Your Middle East peace efforts crumbled. Your health-care plan vanished with grunge rock. But now you can build on your most lasting legacy: obliterating the line between politics and entertainment. Last week you met with NBC to discuss hosting a daytime talk show to the reported tune of $50 million a year. Respectable commentators urged you to pass. Now even your own people are knocking down the idea. But don't listen to the naysayers.

Their first objection is the silliest — that the demands of taping a show are too great. Right, pulling all-nighters over a budget impasse is a cakewalk. But interviewing "teens who are too young to dress so sexy"? Now that's work!

Their idea that you would sacrifice your remaining dignity misses the central lesson of your presidency: dignity is overrated. Serenading us on Arsenio, talking underwear on MTV, emoting at town meetings — your entire national career was a talk show. You won two terms because you knew that in America power flows through the barrel of a video camera.

That infidelity-and-impeachment hiccup might seem to be a handicap — but only to someone who has never watched daytime TV. From Oprah to Rosie, America likes its talk-show hosts flawed and challenged. Personal woes? You got 'em. Troubled childhood? Check. Weight problem? You'll have fries with that! And the daytime-talk audience, heavily female and black, is the closest thing to your natural power base outside Chappaqua.
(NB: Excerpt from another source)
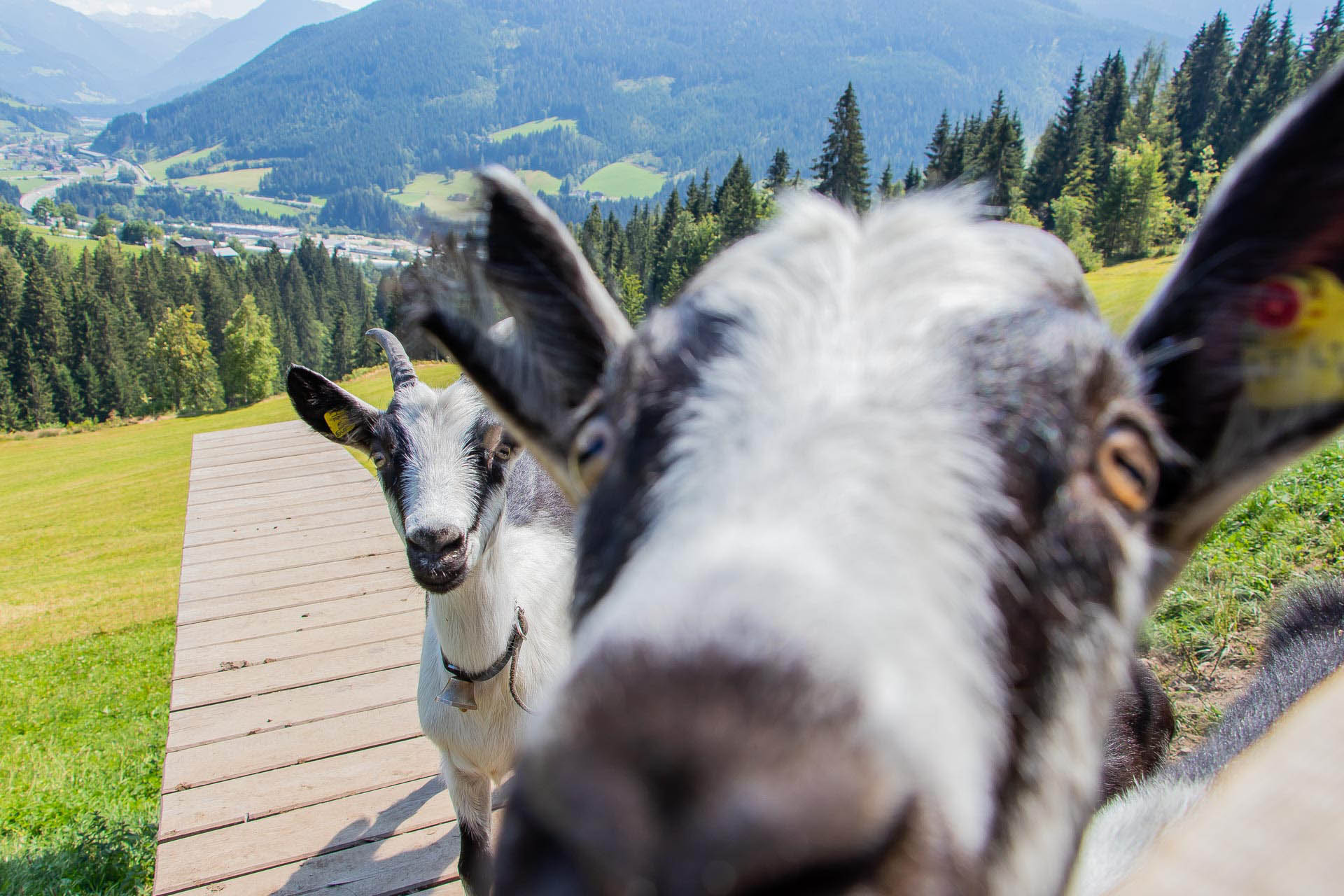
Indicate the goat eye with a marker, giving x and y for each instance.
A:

You were already, in Toni Morrison's words, "America's first black President." Isn't America ready for its first black female ex-President?

The critics will laugh, but in an era when national security requires that we pretend our President is a sage who would never say nuke-yoo-ler, we could use a national leader we're allowed to laugh at. And when you're running your book club and reaping the profits from B Magazine, you'll be laughing back.